Let us define the following ordering on $\mathbb{N} = \{1,2,3,\ldots\}$.
$\forall x,y \in \mathbb{N}, \ x \succ y \Leftrightarrow \exists k \in \mathbb{N}-\{1\}\text{ s.t. } x = ky$
Is this ordering well-founded?
Our definition of a well-founded ordering, is that it is a strict partial order, and there are no infinite descending chains.
I have already shown that this defines a strict partial order. I have also read that the second condition is equivalent to: "For every subset $S \subseteq \mathbb{N}$, there exists a minimal element."
For this relation, for every $S$, there exists an element $m$ such that there does not exist an $x \in S$ such that $m \succ x$.
It is also the case that, there does not exist an $m \in S$ such that $x \succ m$ for every $x \in S$ ($m \neq x$).
Obviously, I am a bit unclear on the precise definition of well-founded ordering!

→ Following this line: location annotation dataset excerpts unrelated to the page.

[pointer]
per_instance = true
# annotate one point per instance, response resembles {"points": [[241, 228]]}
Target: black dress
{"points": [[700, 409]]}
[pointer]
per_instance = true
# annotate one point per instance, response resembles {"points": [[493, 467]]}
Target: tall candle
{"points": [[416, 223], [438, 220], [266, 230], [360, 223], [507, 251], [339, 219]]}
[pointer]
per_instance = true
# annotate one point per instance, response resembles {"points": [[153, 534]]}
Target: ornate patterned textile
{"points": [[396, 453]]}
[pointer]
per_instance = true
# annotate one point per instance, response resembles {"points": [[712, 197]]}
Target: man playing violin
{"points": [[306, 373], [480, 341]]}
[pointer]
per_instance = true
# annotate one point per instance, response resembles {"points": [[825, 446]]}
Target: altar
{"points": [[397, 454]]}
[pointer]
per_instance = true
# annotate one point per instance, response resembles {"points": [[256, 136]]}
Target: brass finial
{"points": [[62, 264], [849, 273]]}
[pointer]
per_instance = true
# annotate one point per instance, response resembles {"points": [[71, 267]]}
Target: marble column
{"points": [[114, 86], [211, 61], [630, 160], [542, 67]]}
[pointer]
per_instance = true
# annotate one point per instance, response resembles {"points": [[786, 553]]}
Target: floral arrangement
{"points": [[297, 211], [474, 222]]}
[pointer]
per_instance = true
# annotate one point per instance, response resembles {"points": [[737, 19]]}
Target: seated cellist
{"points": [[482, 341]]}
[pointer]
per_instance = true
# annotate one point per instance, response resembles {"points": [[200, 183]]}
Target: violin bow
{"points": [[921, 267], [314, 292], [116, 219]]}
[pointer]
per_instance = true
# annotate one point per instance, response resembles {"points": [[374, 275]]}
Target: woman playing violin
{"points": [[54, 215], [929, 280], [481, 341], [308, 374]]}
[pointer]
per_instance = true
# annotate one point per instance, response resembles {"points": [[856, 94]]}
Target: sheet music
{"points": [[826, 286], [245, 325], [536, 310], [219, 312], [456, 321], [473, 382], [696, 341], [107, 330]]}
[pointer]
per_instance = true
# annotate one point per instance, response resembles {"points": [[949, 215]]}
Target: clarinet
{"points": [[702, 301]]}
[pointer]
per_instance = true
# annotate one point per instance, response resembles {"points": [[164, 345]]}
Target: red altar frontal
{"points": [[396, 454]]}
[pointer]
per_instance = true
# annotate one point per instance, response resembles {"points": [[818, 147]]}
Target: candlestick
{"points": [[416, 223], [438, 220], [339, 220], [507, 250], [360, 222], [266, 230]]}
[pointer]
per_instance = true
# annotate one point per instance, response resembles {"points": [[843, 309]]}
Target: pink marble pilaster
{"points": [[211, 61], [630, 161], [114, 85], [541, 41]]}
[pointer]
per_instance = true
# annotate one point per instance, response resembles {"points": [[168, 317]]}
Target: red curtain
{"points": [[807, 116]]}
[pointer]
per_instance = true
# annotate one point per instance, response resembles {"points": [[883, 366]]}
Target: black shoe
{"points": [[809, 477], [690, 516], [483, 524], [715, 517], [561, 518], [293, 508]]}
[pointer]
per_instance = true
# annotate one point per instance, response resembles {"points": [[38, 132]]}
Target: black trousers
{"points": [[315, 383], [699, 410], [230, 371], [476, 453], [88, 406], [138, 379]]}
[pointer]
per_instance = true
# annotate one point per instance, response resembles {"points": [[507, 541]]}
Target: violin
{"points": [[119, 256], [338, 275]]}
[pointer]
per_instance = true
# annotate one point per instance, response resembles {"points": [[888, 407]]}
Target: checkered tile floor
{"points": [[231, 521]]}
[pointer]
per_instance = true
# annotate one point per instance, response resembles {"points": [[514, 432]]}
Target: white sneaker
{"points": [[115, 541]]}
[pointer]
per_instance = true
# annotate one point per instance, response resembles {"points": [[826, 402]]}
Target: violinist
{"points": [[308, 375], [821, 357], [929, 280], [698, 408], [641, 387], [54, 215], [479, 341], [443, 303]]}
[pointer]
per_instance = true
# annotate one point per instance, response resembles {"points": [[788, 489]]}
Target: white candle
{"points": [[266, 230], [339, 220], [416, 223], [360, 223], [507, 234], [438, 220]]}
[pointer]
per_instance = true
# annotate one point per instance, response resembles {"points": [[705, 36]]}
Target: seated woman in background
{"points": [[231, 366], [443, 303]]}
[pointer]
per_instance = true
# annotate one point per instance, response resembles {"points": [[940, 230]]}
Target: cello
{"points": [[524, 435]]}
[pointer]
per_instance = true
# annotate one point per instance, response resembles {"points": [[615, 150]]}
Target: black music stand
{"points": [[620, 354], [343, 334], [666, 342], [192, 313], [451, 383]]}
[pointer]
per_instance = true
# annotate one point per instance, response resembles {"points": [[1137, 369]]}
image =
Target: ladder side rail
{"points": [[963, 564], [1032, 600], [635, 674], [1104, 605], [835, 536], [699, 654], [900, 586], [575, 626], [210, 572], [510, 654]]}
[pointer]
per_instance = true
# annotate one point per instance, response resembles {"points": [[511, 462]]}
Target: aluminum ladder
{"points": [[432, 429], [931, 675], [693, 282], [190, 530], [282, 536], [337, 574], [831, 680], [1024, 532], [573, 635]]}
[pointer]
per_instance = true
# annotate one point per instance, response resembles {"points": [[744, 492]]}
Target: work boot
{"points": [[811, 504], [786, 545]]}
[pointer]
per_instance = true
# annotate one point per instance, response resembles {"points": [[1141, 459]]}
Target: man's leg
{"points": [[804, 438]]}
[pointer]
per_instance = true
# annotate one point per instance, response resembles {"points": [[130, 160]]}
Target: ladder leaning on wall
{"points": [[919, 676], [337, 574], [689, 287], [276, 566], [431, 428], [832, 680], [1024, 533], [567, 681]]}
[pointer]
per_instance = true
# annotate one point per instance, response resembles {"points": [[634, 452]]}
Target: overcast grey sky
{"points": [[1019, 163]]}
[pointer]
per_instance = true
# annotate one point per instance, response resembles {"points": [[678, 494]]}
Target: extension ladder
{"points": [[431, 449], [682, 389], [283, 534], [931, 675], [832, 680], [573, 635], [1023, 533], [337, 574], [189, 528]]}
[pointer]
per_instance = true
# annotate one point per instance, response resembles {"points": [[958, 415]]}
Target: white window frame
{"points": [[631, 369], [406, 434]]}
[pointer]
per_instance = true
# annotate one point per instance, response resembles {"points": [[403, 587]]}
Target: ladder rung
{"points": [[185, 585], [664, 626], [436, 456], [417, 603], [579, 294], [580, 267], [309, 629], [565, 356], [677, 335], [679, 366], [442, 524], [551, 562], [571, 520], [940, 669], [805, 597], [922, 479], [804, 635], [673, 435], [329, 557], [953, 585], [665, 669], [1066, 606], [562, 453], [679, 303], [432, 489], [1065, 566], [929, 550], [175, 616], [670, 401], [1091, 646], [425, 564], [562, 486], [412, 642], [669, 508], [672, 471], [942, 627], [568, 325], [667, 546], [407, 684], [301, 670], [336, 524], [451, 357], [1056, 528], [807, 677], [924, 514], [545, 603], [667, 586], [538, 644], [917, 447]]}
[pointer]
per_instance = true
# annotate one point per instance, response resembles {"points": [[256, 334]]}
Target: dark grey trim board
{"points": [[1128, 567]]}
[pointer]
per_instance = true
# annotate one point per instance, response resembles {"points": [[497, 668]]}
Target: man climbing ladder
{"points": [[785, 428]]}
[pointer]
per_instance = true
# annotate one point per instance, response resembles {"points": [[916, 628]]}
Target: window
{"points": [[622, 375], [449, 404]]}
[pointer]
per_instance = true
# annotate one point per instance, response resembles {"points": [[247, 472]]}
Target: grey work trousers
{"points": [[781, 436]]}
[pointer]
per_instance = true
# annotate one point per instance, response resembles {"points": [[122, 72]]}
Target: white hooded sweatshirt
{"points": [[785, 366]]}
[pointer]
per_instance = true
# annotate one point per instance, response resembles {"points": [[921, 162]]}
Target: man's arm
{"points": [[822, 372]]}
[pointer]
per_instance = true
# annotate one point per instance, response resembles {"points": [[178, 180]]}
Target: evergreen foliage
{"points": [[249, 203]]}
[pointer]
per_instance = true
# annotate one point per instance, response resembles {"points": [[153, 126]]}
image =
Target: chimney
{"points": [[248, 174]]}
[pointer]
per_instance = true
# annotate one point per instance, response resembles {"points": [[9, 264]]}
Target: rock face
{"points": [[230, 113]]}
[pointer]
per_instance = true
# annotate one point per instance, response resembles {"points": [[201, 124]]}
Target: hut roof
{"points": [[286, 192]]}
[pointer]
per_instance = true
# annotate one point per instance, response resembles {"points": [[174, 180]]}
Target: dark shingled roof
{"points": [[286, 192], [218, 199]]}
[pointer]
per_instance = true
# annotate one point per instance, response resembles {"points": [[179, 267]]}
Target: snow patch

Which argument is correct?
"For this relation, for every S, there exists an element m such that there does not exist an x∈S such that m≻x. "
Yes, and there may be more than 1. They are all minimal. minimal means there is no $y < m$. It does not mean that $m < w$ for all $w$. As $>$ is a partial, not total, this is perfectly acceptable.
Let $S$ be all multiples of $5$ and $7$. Then there is no $x < 5$ and there is no $x < 7$. They are both minimal. $5$ and $7$ can not be related to each other.
"It is also the case that, there does not exist an m∈S such that x≻m for every x∈S (m≠x)."
Um, it depends on $S$. If $S$ is all multiples of $3$ then $3 < x$ for every $s \in S$. But in general, no there need not be any such element.